La nouvelle banque de développement – créée en 2015 par le Brésil, la Russie, l’Inde, la Chine et l’Afrique du Sud – a constaté que sa note AA+, un cran en dessous du triple-A, n’a augmenté ses coûts d’emprunt que de moins de 0,15 point de pourcentage.

La Banque mondiale, cependant, ne veut pas perdre une note triple A qu’elle décrit comme «la pierre angulaire de notre modèle financier». Il a fait valoir que des notes inférieures laisseraient le groupe en mesure de fournir moins de prêts plutôt que plus, en particulier en temps de crise.

Il n’y a pas non plus de consensus parmi les actionnaires pour que les BMD deviennent moins averses au risque.

Une personne familière avec les discussions sur la question au sein du groupe des grandes économies du G20 a déclaré que, si certains pays en développement soutenaient de tels changements, il y avait « plus plutôt que moins de polarité » entre les membres.

« Les gagnants du système ont vraiment peur du changement », a déclaré la personne. « Il y a une réponse » Chicken Licken « quand ils entendent les mots » repenser l’adéquation du capital « , que seul le pire nous arrivera si nous faisons quelque chose de différent. »

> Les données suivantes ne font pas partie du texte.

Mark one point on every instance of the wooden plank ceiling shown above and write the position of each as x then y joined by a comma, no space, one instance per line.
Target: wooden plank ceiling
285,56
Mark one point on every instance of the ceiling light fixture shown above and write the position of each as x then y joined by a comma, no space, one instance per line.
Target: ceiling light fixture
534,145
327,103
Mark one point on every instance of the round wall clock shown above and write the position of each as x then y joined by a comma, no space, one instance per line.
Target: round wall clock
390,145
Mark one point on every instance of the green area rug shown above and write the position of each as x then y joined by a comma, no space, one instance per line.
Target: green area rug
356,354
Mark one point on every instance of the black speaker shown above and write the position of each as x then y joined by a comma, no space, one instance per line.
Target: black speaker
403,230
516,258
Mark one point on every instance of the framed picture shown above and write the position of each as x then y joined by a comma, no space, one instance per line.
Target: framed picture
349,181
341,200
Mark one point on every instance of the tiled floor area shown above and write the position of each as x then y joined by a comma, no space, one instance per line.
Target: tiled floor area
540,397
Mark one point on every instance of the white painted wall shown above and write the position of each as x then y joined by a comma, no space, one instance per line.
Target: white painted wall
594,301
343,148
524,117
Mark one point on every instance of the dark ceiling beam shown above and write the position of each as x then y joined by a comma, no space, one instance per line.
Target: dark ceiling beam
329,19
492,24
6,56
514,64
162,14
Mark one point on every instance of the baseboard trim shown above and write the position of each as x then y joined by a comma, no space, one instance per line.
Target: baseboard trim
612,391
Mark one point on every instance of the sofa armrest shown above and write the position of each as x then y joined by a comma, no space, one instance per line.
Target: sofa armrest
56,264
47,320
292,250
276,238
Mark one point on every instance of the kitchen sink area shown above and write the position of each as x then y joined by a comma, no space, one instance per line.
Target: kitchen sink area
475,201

Avec peu de perspectives immédiates de changement au niveau des BMD, les gouvernements des pays en développement ont appelé les économies avancées à prêter ou à partager autrement leurs droits de tirage spéciaux, ou DTS – une forme d’actif de réserve du FMI dont le fonds a distribué l’équivalent de 650 milliards de dollars l’année dernière dans le cadre de sa réponse au coronavirus – afin de combler les lacunes en matière de prêts. Mais les progrès ici aussi ont été lents.

Richard Kozul-Wright, directeur des stratégies de mondialisation et de développement à la Conférence des Nations Unies sur le commerce et le développement, a déclaré que l’incapacité des pays riches à agir plus rapidement avait provoqué l’irritation et la frustration de nombreux pays en développement lors des réunions de printemps du FMI et de la Banque mondiale ce mois.

« Il existe un mécanisme qui pourrait vraiment résoudre le problème, et ce sont les centaines de milliards de dollars en DTS inutilisés », a-t-il déclaré. « Mais nous ne l’utilisons pas. Ce n’est pas un appel à de grandes réformes aux multilatéraux. C’est un appel à intervenir – s’il vous plaît.